Man kann in dieser Dekade – ähnlich wie es schon Marquardt getan hat42 – wenigstens drei Phasen unterscheiden: |31|

 die Phase des Sympathisanten, die – nach den nicht zu unterschätzenden Anregungen im Elternhaus und in der Studienzeit, vor allem aber nach den sozialen Erfahrungen in Genf, durch die Barths Calvin-Lektüre eine bestimmte Richtung bekam43 – 1911 beginnt, als Barth «durch Safenwil mit dem Sozialismus bekannt und zu genauerem Überlegen und Studieren der Sache getrieben» wurde44. Ihr folgt

 die Phase, in der Barth sich aktiv – bald auch als Mitglied – in der Sozialdemokratie engagierte. Sie beginnt merkwürdigerweise ausgerechnet mit der Niederlage und dem Auseinanderfallen der internationalen sozialistischen Bewegung zu Beginn des Ersten Weltkriegs 1914. Am 25. Januar 1915 erfolgte der Eintritt in die Partei. Diese Phase, die man, iuxta modum, mit dem Stichwort «dialektisch-theologischer Sozialismus» benennen könnte, endete, was Zugehörigkeit und Tätigkeit in der Partei angeht, erst mit Barths Abschied aus Safenwil: Noch im März 1921 lehnte es Barth zwar ab, für den Aargauer Grossen Rat zu kandidieren, griff aber «in einer vielstündigen Sitzung des Arbeitervereins» dann doch «energisch in die Verhandlungen» ein, «was sehr nötig war, denn der Sumpf bei den Sozialisten ist gross»45.

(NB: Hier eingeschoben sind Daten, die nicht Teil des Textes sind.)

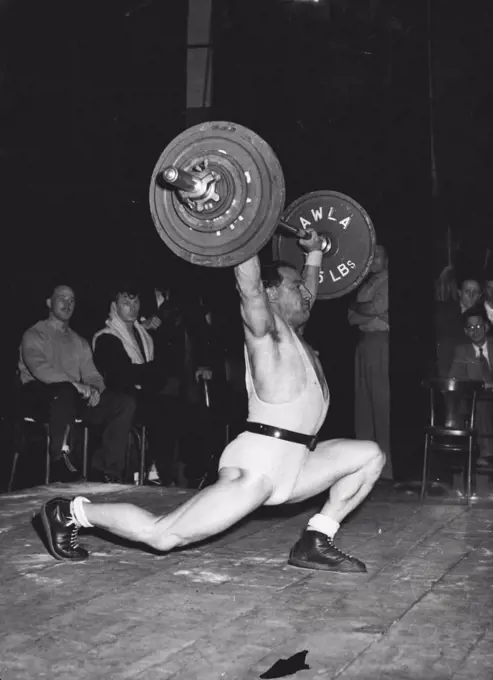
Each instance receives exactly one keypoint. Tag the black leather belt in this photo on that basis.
(278, 433)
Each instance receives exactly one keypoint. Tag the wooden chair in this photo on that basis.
(21, 421)
(452, 425)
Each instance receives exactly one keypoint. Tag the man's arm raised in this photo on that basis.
(256, 311)
(313, 262)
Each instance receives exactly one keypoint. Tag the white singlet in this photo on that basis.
(279, 460)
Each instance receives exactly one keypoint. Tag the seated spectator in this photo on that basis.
(488, 299)
(58, 375)
(181, 332)
(473, 361)
(449, 327)
(124, 354)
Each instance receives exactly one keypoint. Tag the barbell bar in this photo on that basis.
(198, 188)
(217, 198)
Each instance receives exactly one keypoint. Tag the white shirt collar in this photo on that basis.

 Während dieser Phase verantwortlicher Mitarbeit «im Hause der gottlosen Sozialdemokratie»46 veränderten sich jedoch Barths Auffassung von der sozialistischen Idee und seine Stellung zum Sozialismus so, dass wir die Zeit ungefähr von 1917/1918 an als eine besondere Phase ansehen müssen. Das tritt etwa zutage, wenn Barth im Oktober 1920 erklärt, es sei nicht ratsam, ihn auf die offizielle Rednerliste der Partei zu setzen, weil er «zum Sozialismus eine zu gebrochene Stellung einnehme», und dem anfragenden Parteigenossen «als Beleg, wo mein Bolschewismus anfange und hinziele», den Aarauer Vortrag «Biblische Fragen, Einsichten und Ausblicke» beilegt47. Wie diese auf den ersten Blick sehr seltsame Dedikation andeutet, verlief Barths Entwicklung im Verhältnis zum Sozialismus parallel zu seinem Weg in der Theologie: Die Leitbegriffe Gerechtigkeit und Solidarität veränderten sich im Kraftfeld des «Unmittelbaren», das als solches freilich keine politische Kategorie ist, von |32| dem aber auch die Spitzensätze im ersten «Römerbrief» (1919) über «die sozialistische Kirche in einer sozialistisch gewordenen Welt»48 Begründung und Prägung erfahren. Es ist offensichtlich, dass wir mit einer dritten Phase zu rechnen haben – oder, um ein bedeutungsvolles Wort aus der politischen Diskussion jener Jahre aufzugreifen, das auch in der Interpretation der Barth-Texte noch eine bedeutsame Rolle spielt: mit einer «zweieinhalbten» Phase, in der zunächst eben das «Unmittelbare» und dann, wie vorhin berührt, das Ungesagte und Unaussagbare in den Mittelpunkt rückt, das in beiden, im Sozialismus wie im Christentum, das Entscheidende ist, in dem sie sich verbinden und zusammengehören – aber freilich nur, sofern jede ihrer Aussagen auf das Ungesagte darin bezogen bleibt.